MOUNTAINBIKE. Der RSV Hochschwarzwald baut das Mountainbike-Bundesligarennen in Titisee-Neustadt aus. Am Tag nach dem Schwarzwälder Kidscup und dem Cross-Country-Rennen der Elitefahrer wird der "Trail Hero" mit Start und Ziel an der Hochfirstschanze Premiere feiern. Hinter dem Namen versteckt sich ein Kurzmarathon über 32 Kilometer, garniert mit 1250 Höhenmetern. Damit runden die Hauptorganisatoren Simon Stiebjahn und Markus Bauer die vierte Auflage des Singer Wäldercups am 29. und 30. September nicht nur ab, sondern kreieren wieder einmal etwas Neues.

"Unser Ziel war, in den Singer Wäldercup noch eine Jedermann-Veranstaltung zu integrieren und glücklicherweise haben wir mit Mesa Parts rasch einen Hauptsponsor dafür gefunden", sagt Simon Stiebjahn, Vorsitzender des RSV Hochschwarzwald. Ein Hobbyrennen ist für ein Bundesliga-Wochenende nichts Ungewöhnliches. Doch Stiebjahn und sein Organisationsteam wollen sich abheben.
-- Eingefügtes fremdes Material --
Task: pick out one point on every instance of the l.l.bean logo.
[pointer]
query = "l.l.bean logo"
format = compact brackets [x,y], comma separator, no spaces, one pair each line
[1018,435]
Markus Bauer, Mitglied des RSV-Vorstands, macht deutlich, dass man nicht nur einen weiteren Marathon etablieren will. "Wir wollen ein Event-Wochenende schaffen, das sich international etabliert, ein Format, das in die Zukunft weist."

Der Trail Hero führt am 30. September mit Start und Ziel an der Hochfirst-Schanze über 32 Kilometer und weist 1250 Höhenmeter auf. Die Runde darf man ein- oder zweimal absolvieren. Von den 32 Kilometern bestehen 19 aus Singletrails rund um den Hochfirst. Weil 60 Prozent Singletrail-Anteil für einen Marathon zumindest in Deutschland ein Alleinstellungsmerkmal ist, bekam das Kind den Namen Trail Hero. "Damit heben wir uns von anderen Marathons ab", sagt Stiebjahn. "Es geht darum, die Trails im Hochschwarzwald zu genießen." Die Strecke sei fahrtechnisch nicht sehr anspruchsvoll, die Trails würden "gut rollen und Spaß machen", betont er. Das reicht für den Heldenstatus. Um dem Spaßfaktor noch mehr Ausdruck zu verleihen, haben sich Stiebjahn, Bauer und ihre Mitstreiter weitere Feinheiten ausgedacht. Oben am Hochfirst gibt es einen Foto-Hotspot, wie sie es nennen. Da können die Biker kurz anhalten und von einem Fotografen ein persönliches Highlight-Foto mit dem Feldberg oder dem Titisee im Hintergrund machen lassen.

Kurz vor dem Ziel gibt es im Auslauf der Hochfirstschanze dann noch die "Rothaus Wheelie Challenge". Wer es schafft, über eine bestimmte Distanz hinweg einen Wheelie (Fahren auf dem Hinterrad) zu machen, bekommt ein Sixpack Bier. "Wir wollen das Rennen zu etwas Besonderem machen", sagt Stiebjahn, deshalb die Extras. "Wir wollen ein innovatives Bikerennen schaffen", ergänzt Bauer.

Die Ideen verdeutlichen, dass sich der Marathon vor allem an Hobby-Mountainbiker richtet. Es wird zwar auch einen Lizenzblock geben, doch richtet sich der Marathon in erster Linie an Jedermänner.
Auf 600 Starter wird der Trail Hero begrenzt, damit bei den vielen Singletrails die Qualität und das Vergnügen, ohne zu oft anhalten zu müssen, gewährleistet bleibt. Das Anmeldeportal ist seit dem 1. Juni offen. Der Start ist um 10.30 Uhr.

Dieses neue Rennformat am Sonntag ergänzt die vierte Auflage des Wäldercups neben den Kidscup-Nachwuchsrennen, dem Cross-Country-Bundesligarennen am Samstag und der Party am Abend. Zudem sollen dieses Jahr auch mehr Aussteller auf dem Event-Gelände zu finden sein. "Wir versuchen, den Festival-Charakter damit nach und nach auszubauen", erklärt Bauer.

Dass der RSV Hochschwarzwald innovativ ist, hat der Verein bereits voriges Jahr demonstriert, als er das internationale Bundesliga-Rennen auf Samstag vorzog, die Renndauer experimentell auf eine Stunde Renndauer verkürzte und mit hohen Preisgeldern lockte. Obwohl der Termin sechs Tage nach der Weltmeisterschsaft in Australien war, gab es mit Olympiasiegerin Sabine Spitz und dem Neuseeländer Sam Gaze, der Anfang dieser Saison den Weltcup in Stellenbosch (Südafrika) gewann, prominente Sieger. "Dieses Jahr können die Profis Ende September ganz entspannt den End-of-Season-Charakter des Events wahrnehmen. Und im Anschluss an ihre Rennen eine Party feiern", sagt Bauer.